We used MAS NMR to further study the three crystal forms and obtain information about their dynamics. Figure 1 shows MAS NMR ¹H–¹⁵N correlation spectra recorded on the three crystal forms. A first interesting observation concerns the number of peaks found in the three spectra. In MPD-ub, which has been extensively characterized before^19,20,21, one set of well-resolved ¹H–¹⁵N cross-peaks is observed. In cubic-PEG-ub many residues give rise to two peaks, as exemplified in Fig. 1d. In rod-PEG-ub we find—for several instances of well-isolated regions of the spectrum—three peaks per residue. This peak multiplicity is in good agreement with the number of non-equivalent molecules in the asymmetric unit of the crystals, i.e. one (MPD-ub), two (cubic-PEG-ub) and three (rod-PEG-ub), respectively. Of note, similar peak duplication has been reported previously in NMR spectra of ubiquitin crystals (prepared under slightly different conditions and resulting in different NMR spectra) and polymorphs of GB1 crystals^22,23,24,25. We obtained residue-specific assignments of a majority of HN resonances in cubic-PEG-ub, using a set of ¹H- and ¹³C-detected three-dimensional correlation spectra (assignments are reported in Supplementary Table 1). Owing to the higher spectral complexity arising from the three non-equivalent molecules, we did not assign the spectra of rod-PEG-ub.

Figure 1: High-resolution solid-state NMR spectra of three different crystal forms of ubiquitin.

¹H–¹⁵N NMR spectra of MPD-ub, cubic-PEG-ub and rod-PEG-ub are shown in a–c, respectively. (d) Three regions of the spectra with well-isolated peaks, showing the different peak multiplicity observed in the different crystals (the residue numbers are indicated in each subpanel). A set of assigned HN and NCA spectra as well as methyl H-C spectra are shown as Supplementary Figs 1, 2 and 3, respectively.

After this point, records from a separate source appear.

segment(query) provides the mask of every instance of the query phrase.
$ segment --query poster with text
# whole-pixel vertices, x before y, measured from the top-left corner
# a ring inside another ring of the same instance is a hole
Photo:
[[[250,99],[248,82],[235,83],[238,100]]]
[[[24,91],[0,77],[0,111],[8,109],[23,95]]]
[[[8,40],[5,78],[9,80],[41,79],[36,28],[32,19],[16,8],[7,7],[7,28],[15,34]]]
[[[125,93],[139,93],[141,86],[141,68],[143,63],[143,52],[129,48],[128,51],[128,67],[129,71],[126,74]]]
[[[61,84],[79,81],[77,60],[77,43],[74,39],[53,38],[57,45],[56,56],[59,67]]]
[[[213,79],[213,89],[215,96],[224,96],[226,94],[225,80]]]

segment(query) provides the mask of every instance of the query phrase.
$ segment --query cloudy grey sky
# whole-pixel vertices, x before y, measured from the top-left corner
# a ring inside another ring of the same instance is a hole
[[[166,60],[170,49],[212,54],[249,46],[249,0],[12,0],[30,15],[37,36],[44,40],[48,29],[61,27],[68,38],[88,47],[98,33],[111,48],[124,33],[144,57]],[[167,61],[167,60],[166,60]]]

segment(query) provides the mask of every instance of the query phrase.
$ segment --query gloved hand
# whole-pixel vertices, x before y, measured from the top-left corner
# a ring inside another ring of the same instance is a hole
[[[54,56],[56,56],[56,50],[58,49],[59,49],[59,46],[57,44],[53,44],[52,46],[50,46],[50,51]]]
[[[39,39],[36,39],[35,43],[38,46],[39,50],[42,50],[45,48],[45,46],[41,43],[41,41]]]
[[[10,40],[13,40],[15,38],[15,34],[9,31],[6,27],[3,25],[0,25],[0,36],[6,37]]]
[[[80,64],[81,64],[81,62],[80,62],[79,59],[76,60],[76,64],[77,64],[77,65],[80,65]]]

Internal dynamics in different crystals from MAS NMR and MD

We conducted ¹H^N-detected ssNMR experiments on highly deuterated protein samples to study dynamics in MPD-ub and cubic-PEG-ub. In what follows, we rely on three different experimental observables that concurrently probe a wide range of timescales at each amide site in the protein and are informative of both amplitudes and timescales of the dynamics. The first parameter, ¹H–¹⁵N dipolar-coupling derived squared order parameter S², report on the amplitude of motion of HN bond vectors. The value of S² can range from 1 for a completely rigid bond to 0 for fully dynamically disordered peptide planes. The dipolar-coupling derived order parameters reflect the net effect from all reorientational motions occurring on timescales shorter than about 100 μs. The second parameter, the ¹⁵N R₁ spin relaxation rate constant, is sensitive to both the amplitude and the timescale of ¹H–¹⁵N bond vector motions. This relaxation parameter is particularly sensitive to dynamics on timescales from tens of picoseconds to ∼100 nanoseconds (Supplementary Fig. 4). The third parameter, the ¹⁵N R_1ρ spin relaxation rate constant, is also sensitive to both the amplitude and timescale of the motion, but mainly to slower motion, occurring on the ns–μs timescale (see Supplementary Fig. 5 and discussion below). Analysing these three experimental observables therefore provides good insight into motional properties of individual protein residues over a wide range of timescales.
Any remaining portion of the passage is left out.